The differences between the doses used in animal studies and the proposed human dose may not fully predict the human outcome. The animals received a bolus subcutaneous dose, whereas humans receive a dermal application, where absorption is lower and highly dependent on various factors (e.g., vehicle, integrity of epidermal barrier, occlusion).
There are no adequate and well-controlled studies of the teratogenic potential of hydrocortisone probutate in pregnant women. Although human epidemiological studies do not indicate an increased incidence of teratogenicity with the use of topical corticosteroids, Pandel (hydrocortisone probutate cream) Cream should be used during pregnancy only if the potential benefit justifies the potential risk to the fetus.
Nursing MotherSystemically administered corticosteroids appear in human milk and could suppress growth, interfere with endogenous corticosteroid production, or cause other untoward effects. It is not known whether topical administration of corticosteroids could result in sufficient systemic absorption to produce detectable quantities in human milk. Because many drugs are excreted in human milk, caution should be exercised when Pandel (hydrocortisone probutate cream) Cream, 0.1% is administered to a nursing woman.
Pediatric UseSafety and effectiveness in pediatric patients have not been established. Because of a higher ratio of skin surface area to body mass, pediatric patients are at a greater risk than adults of HPA axis suppression and Cushing's syndrome when they are treated with topical corticosteroids. They are therefore also at a greater risk of adrenal insufficiency during and/or after withdrawal of treatment. Adverse effects including striae have been reported with inappropriate use of topical corticosteroids in infants and children.

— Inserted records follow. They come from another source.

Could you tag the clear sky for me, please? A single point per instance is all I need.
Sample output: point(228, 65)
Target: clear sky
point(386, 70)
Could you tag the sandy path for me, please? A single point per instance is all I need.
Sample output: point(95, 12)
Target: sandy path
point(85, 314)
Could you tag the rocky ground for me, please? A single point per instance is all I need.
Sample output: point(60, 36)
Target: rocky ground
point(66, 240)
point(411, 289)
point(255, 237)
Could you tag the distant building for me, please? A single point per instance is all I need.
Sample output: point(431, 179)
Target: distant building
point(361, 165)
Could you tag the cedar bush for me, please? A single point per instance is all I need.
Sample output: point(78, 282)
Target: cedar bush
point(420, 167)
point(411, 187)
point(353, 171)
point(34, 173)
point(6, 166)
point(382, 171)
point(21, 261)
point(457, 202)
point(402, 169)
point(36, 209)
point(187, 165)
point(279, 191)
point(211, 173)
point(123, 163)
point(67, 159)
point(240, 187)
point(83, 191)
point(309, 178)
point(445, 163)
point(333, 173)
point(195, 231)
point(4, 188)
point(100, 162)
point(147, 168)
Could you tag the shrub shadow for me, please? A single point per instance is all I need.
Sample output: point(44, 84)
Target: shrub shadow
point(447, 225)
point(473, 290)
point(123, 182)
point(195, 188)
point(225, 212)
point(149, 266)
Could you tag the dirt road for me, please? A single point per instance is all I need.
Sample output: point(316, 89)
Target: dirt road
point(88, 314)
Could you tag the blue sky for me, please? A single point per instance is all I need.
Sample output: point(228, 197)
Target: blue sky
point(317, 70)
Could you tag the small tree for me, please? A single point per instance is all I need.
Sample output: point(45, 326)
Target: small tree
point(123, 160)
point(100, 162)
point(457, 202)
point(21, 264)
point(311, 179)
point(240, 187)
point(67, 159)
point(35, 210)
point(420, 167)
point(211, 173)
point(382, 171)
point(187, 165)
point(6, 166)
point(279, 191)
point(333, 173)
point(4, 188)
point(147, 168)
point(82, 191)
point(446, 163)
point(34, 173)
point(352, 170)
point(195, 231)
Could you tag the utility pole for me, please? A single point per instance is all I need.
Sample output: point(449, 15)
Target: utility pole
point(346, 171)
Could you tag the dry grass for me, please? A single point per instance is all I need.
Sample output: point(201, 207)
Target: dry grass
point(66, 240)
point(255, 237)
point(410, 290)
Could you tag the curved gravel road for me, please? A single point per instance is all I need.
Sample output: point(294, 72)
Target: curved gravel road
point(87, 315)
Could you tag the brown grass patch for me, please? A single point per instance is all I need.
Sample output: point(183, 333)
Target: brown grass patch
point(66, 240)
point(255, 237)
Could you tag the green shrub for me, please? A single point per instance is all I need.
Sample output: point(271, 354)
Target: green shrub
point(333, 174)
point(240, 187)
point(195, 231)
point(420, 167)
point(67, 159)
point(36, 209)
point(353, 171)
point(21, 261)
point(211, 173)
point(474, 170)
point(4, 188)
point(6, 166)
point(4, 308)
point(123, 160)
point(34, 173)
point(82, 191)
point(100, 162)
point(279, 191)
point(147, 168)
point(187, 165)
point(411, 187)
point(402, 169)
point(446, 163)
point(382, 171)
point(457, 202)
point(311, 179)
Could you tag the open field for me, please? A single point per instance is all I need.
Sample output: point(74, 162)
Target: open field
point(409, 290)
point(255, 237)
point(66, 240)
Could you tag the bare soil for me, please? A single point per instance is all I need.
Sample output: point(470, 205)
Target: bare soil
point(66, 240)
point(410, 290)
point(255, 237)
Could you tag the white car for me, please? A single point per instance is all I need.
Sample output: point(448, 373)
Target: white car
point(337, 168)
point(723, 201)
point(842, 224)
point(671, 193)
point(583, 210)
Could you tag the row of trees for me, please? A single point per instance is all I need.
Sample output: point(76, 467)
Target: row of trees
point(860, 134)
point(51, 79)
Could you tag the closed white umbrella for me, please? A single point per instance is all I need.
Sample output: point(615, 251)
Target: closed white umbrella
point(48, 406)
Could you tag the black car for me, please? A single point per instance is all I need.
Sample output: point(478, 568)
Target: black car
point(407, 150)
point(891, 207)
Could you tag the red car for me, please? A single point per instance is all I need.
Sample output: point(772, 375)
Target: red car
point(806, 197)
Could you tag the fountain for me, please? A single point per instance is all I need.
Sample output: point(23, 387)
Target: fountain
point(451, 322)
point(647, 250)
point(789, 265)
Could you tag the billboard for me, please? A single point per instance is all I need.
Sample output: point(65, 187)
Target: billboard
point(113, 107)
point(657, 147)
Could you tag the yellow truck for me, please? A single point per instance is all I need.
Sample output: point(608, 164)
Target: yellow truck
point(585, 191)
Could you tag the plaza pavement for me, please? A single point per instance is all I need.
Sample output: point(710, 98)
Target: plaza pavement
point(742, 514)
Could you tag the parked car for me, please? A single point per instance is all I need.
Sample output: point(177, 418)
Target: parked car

Hypothalamic-pituitary-adrenal (HPA) axis suppression, Cushing's syndrome, linear growth retardation, delayed weight gain, and intracranial hypertension have been reported in children receiving topical corticosteroids. Manifestations of adrenal suppression in children include low plasma cortisol levels and an absence of response to ACTH stimulation. Manifestations of intracranial hypertension include bulging fontanelles, headaches, and bilateral papilledema.
Apply a thin film of PANDEL to the affected area once or twice a day depending on the severity of the condition. Massage gently until the medication disappears.
Occlusive dressings may be used for the management of refractory lesions of psoriasis and other deep-seated dermatoses, such as localized neurodermatitis (lichen simplex chronicus).
Discontinue PANDEL when control is achieved. If no improvement is seen within 2 weeks, reassessment of the diagnosis may be necessary.
Do not use PANDEL with occlusive dressings unless directed by the physician. Do not apply PANDEL in the diaper area, as diapers or plastic pants may constitute occlusive dressings.